Normal Baru Dikhawatirkan Berimbas PHK Besar-besaran

Normal Baru Dikhawatirkan Berimbas PHK Besar-besaran

Negara diminta hadir melindungi para pekerja. Sebab, kebijakan penerapan normal baru dikhawatirkan akan berimbas pada pemutusan hubungan kerja (PHK) secara besar-besaran.

"Kebijakan normal baru ada pembatasan orang dalam beraktivitas sebagai konsekuensi jaga jarak.Ini dikhawatirkan akan terjadi pengurangan tenaga pekerja. Bahkan mungkin PHK. Karena itu negara harus hadir melindungi pekerja. Jangan sampai PHK meluas," tegas Sekretaris Fraksi PPP DPR RI Achmad Baidowi di Jakarta, Selasa (2/6).

Menurut dia, perlu ada cara alternatif mengatasi persoalan pembatasan orang dalam bekerja sebagai konsekuensi jaga jarak. Dia mencontohkan cara alternatif tersebut seperti membuat jam operasional perusahaan diperpanjang dan pekerja bergiliran masuk.

"Adanya pembatasan orang dalam bekerja sebagai konsekuensi jaga jarak. Karena itu, perlu alternatif lain. Seperti membuat jam operasional diperpanjang dan pekerja bergiliran. Sehingga PHK bisa diminimalisasi," imbuhnya.

Wakil Sekjen DPP PPP menambahkan, terkait penerapan normal baru dalam bidang usaha, pemerintah harus memastikan pihak-pihak yang terlibat dalam dunia usaha mengikuti protokol kesehatan. Yaitu jaga jarak, memakai masker dan sering cuci tangan.

Pemerintah, lanjutnya, perlu melakukan simulasi dan sosialisasi yang masif kepada masyarakat terkait normal baru agar terbiasa. "Selain itu, pemenuhan terhadap infrastruktur, fasilitas kesehatan serta kecukupan tenaga medis harus mendapat perhatian khusus karena kondisi setiap daerah tidak sama," terangnya.

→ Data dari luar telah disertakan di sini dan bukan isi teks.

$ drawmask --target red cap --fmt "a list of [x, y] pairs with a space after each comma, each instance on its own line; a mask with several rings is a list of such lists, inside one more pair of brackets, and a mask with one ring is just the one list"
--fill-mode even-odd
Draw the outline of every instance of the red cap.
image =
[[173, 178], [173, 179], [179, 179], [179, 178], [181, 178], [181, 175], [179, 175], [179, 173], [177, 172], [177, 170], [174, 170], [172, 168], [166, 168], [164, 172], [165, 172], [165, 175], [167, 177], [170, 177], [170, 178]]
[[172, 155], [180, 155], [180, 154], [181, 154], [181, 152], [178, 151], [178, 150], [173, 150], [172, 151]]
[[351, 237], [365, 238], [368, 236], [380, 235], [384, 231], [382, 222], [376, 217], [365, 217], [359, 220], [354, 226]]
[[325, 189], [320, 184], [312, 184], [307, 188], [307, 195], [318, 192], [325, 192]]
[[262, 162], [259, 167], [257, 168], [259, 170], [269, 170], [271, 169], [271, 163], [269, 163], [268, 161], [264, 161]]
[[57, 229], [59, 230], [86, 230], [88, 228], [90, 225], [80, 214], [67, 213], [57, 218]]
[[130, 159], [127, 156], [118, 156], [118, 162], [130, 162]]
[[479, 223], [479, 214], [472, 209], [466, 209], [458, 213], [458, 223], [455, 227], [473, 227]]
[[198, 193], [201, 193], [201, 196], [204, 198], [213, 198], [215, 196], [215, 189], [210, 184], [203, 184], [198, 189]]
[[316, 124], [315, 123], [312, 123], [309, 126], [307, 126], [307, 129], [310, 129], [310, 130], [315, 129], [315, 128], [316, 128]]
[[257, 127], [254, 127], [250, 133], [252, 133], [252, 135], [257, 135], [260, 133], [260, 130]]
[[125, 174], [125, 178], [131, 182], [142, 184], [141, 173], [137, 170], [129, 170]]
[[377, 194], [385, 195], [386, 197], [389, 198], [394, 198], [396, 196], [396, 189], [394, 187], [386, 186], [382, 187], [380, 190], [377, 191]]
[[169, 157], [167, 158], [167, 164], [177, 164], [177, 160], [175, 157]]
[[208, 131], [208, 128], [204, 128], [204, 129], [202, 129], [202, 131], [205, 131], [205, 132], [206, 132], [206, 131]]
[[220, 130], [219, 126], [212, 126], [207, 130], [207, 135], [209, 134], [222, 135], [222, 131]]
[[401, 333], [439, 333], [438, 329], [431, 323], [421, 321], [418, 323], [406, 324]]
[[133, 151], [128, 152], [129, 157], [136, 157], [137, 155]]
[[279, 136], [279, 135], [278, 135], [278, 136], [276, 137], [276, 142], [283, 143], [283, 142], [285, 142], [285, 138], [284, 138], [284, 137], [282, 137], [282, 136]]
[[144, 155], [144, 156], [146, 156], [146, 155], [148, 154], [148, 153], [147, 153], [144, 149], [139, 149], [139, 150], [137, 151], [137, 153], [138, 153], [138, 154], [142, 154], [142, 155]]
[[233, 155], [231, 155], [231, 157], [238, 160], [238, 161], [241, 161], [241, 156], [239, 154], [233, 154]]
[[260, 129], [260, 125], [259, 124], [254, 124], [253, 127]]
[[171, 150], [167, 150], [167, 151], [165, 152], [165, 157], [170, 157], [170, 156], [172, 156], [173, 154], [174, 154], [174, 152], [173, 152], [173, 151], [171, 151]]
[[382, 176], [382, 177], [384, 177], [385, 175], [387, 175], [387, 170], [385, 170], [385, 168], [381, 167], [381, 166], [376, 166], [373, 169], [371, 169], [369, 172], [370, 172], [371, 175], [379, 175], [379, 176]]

Sementara itu, Ketua Dewan Pakar Indonesia Maju Institut (IMI), M Lukman Edy menyebutkan, kebijakan kehidupan normal baru yang diterapkan oleh pemerintah merupakan jalan tengah bagi perekonomian dan kesehatan.

"Ini ibarat buah simalakama. Mengejar penanggulangan COVID-19 semata akan kebobolan ekonominya. Di satu sisi, membuka keran sektor perekonomian juga akan kebobolan kesehatan masyarakatnya. Bahkan upaya penanggulangan COVID-19 selama ini bisa sia-sia," ujar Lukman Edy di Jakarta, Selasa (2/6).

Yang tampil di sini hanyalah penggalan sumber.